Last update: 13:39 | 09/11/2017
VietNamNet Bridge – An overwhelming majority of Vietnamese business heads are confident about growing revenues and profits in the coming years and preparing to adapt to the fourth industrial revolution (Industry 4.0), a new survey has found.
Senior officials of the auditing firm Pricewaterhouse Coopers (PwC) presented findings from a survey of APEC CEOs in Da Nang yesterday.
Done by auditing firm PriceWaterhouseCopper (PwC), the survey found 92 per cent of CEOs of Vietnamese businesses expected higher earnings and profits.
The survey covered over 1,400 business leaders in each of the 21 APEC economies in the run up to the annual APEC CEO Summit in Viet Nam.
The findings were revealed by PriceWaterhouseCopper (PwC) at a press conference during the 2017 APEC Summit yesterday.
The survey found 26 per cent CEOs finding it difficult to find high-quality human resources in Viet Nam to execute their development strategies, as well as poor automation.
PwC Viet Nam General Director, Dinh Thi Quynh Van, said 50 per cent of the Vietnamese CEOs said they had invested in technology and automation in preparation for the 4th industrial revolution and digitalization, but it was still slower than the other countries in the region.
While most CEOs agreed that that automation will be a major progressive development in the future, they also saw that preparations in Viet Nam were lagging, she said.
Vietnamese businesses should train and develop skillful manpower by themselves and invest more in technology to keep pace with the world, she added.
“Confidence levels are high among business leaders in Viet Nam. Half of foreign business investors in Viet Nam (47 per cent) plan to increase their investments in Viet Nam over the next 12 months.
“Positive sentiments can be seen in three areas; an expanding domestic economy, expectations of new growth from trade agreements and export expansion (both regional and intra-regional export growth), along with a positive outlook on innovation in key sectors of opportunity.
But “sustained economic reform, coupled with a strengthening of public institutions and an emphasis on education and skills development will be crucial to make Viet Nam fit for the future.”
She said despite poor traffic infrastructure, Viet Nam is seen as among the fastest growing nations in information technology, and this is an advantage for boosting investment in automation.
According to the Ministry of Information and Communication, 58 per cent of Viet Nam population uses smart phones, while 50 million citizens use the Internet. Viet Nam also ranks 7th in the world in Facebook use.
Sridharan Nair, Territory Senior Partner for PwC Malaysia/Viet Nam. — VNS Photos: Cong Thanh
Sridharan Nair, Territory Senior Partner for PwC Malaysia/Viet Nam, said Viet Nam should do more to speed up changes in its institutions and legal regulations to attract investment from APEC members and other countries.
Nair also said: “Automation is a key recurring theme in strategies for building the workforce of the future, with 58 per cent automating certain functions, 40 per cent investing in machine learning and emerging technologies, while 41 per cent identifying workers that are skilled at using new automation tools.”
For ASEAN businesses, automation is high on the agenda as a key building block in their strategy to develop a digital workforce, he added.

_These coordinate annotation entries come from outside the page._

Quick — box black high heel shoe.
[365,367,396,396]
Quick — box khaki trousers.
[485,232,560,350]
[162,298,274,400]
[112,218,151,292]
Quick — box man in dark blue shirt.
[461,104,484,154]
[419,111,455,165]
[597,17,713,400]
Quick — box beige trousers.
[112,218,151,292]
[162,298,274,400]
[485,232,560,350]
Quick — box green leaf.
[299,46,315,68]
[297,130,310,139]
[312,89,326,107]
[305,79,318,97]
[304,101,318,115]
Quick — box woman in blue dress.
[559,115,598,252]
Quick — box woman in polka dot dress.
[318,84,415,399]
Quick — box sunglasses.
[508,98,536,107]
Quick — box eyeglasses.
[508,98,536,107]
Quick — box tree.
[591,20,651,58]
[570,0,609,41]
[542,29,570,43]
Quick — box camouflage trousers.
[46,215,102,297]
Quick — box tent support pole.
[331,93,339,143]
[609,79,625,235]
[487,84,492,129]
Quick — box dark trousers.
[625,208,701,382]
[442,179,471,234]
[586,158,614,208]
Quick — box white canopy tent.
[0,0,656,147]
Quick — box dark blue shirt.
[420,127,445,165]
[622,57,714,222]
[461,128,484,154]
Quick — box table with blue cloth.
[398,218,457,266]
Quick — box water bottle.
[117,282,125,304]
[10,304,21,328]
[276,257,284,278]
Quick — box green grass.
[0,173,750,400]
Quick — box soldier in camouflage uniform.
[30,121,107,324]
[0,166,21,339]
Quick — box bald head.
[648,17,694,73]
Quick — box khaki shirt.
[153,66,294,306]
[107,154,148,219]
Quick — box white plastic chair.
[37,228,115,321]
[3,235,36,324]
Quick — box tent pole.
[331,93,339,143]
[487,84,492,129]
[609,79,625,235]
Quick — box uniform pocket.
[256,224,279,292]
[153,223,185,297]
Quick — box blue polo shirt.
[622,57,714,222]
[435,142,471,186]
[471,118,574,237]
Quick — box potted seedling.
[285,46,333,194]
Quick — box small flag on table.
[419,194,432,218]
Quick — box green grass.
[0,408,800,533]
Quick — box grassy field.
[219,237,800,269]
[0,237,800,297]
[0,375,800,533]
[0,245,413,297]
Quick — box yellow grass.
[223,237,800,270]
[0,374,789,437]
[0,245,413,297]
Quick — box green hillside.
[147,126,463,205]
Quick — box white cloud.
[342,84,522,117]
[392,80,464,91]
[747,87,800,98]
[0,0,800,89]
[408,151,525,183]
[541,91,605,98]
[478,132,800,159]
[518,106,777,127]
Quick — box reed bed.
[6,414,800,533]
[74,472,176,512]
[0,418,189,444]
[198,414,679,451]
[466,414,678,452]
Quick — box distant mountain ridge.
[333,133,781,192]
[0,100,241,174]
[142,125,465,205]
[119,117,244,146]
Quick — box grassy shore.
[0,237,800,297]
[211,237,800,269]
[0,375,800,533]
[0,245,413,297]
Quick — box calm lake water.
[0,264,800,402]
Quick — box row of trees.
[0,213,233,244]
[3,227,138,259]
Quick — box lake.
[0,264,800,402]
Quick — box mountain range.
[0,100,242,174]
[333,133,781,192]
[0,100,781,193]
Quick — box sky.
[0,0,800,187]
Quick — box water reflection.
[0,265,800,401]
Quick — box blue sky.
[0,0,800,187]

The survey also showed that 63 per cent of APEC CEOs expect global footprints to expand in next three years, while confidence in revenue growth is at its highest level for three years amongst business leaders in 21 APEC economies, Nair noted.
He said the survey revealed 37 per cent of APEC CEOs were very confident of revenue growth during the next 12 months, up from 28 per cent in 2016, despite trade policy uncertainty and related political tensions in many of the economies that make up the bloc.
In the next year, a net 50 per cent of businesses surveyed by PwC will increase their global investments (including those outside the APEC region), up from 43 per cent last year, as APEC businesses increase their foothold and influence on the global economy.
The survey showed that 71 per cent of those who are raising investment will direct those increases into APEC economies in 2018.
The biggest domestic investment winners will be Viet Nam, Russia, the Philippines, Indonesia and Malaysia. Five members, Viet Nam, China, Indonesia, the US and Thailand, are the top APEC targets for business leaders’ overseas investment.
The survey also found that 89 per cent of Malaysian CEOs and 86 per cent of Vietnamese CEOs expect to expand globally. As a result, a majority of CEOs expect to rely more on business partnerships and joint ventures in response to the changing trade environment.
PwC Global Chairman Bob Moritz said: “APEC economies could be a test bed for the integration of automation with the workforce of tomorrow. Businesses know best what skills they need, and now public and private sectors need to work together to create practical ways to train, develop and access those skills.”
According to PwC, Viet Nam could be among the top 20 economies in the world, surpassing several more advanced economies, such as the Netherlands in 2030 and Australia in 2040.